In the fall this year, Kobe Bryant detailed to Jimmy Kimmel how he used to read the referee's handbook to figure out their blind spots so that he could use more underhanded means for an advantage where they weren't looking. It hits all the right notes to burnish Kobe's legacy as a pathological competitor. But Bryant wasn't above using other parts of his persona in an effort to gain an advantage on the basketball court, as Richard Jefferson explained during the Nets-Lakers broadcast on Monday night.

It seems his status as a chucker (i.e. a ball hog, in basketball parlance) earned him a pair of free throws when the refs were undecided if it was a shooting foul.

Diabolical! We're excited to hear the anecdote about how Kobe traded the soul of an innocent ball boy in a Faustian exchange for his last title. ("But he won the chip," the Kobe stans say to the ballboy's heartbroken family.) 
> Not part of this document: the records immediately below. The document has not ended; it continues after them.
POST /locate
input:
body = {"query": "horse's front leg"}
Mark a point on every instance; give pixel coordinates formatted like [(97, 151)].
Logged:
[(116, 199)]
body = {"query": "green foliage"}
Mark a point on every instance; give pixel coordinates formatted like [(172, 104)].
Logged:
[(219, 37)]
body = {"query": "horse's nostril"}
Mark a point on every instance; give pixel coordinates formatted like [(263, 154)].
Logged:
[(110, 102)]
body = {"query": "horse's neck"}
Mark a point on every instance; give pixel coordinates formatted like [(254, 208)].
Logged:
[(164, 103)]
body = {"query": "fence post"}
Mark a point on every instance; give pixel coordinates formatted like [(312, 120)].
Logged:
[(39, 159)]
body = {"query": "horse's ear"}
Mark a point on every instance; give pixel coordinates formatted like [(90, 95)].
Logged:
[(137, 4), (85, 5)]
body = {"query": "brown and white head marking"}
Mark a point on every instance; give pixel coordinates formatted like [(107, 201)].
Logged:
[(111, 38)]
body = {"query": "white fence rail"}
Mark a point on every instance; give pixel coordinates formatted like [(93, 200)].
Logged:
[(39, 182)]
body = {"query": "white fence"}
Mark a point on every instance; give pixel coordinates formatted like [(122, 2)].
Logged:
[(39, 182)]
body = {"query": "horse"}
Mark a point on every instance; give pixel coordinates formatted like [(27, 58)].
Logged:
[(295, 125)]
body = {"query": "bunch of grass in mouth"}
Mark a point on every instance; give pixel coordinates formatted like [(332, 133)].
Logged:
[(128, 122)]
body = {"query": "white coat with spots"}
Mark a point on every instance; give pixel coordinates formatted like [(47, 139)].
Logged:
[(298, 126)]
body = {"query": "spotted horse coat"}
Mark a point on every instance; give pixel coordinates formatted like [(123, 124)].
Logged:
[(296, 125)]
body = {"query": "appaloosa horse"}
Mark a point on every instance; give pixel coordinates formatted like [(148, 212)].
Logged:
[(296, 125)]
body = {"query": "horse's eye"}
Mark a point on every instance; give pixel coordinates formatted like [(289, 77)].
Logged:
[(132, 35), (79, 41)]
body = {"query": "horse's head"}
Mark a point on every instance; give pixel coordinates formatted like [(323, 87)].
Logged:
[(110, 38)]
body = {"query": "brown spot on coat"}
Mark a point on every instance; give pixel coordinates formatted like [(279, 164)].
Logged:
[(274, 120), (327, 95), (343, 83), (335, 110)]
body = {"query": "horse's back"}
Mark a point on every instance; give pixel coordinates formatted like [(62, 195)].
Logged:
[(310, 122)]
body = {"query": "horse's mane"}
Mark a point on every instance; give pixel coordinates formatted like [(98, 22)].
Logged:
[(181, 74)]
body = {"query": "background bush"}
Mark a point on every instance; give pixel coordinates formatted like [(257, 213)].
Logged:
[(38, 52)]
Before those stans send directions to Temecula, let's remember that Bryant set the record for most field goal attempts in a game during the last game of his career, when he shot the ball 50 times to score 60 points for a 17-win Lakers team. It remains an accurate summation of the good and bad tendencies he exhibited over the course of a hall-of-fame career. 

It's also worth noting that Bryant has six of the top-10 games with the most field goal attempts in NBA history. For comparison's sake, similar chuckers Michael Jordan (4 in the top 10, three of which were No. 10) and Russell Westbrook (2), aren't even in his stratosphere when it comes to getting up shots. Bryant's missed more shots than anyone else in NBA history—over a 1000 misses more than No. 2, John Havlicek.

All of this is to say, someone check on Weezy.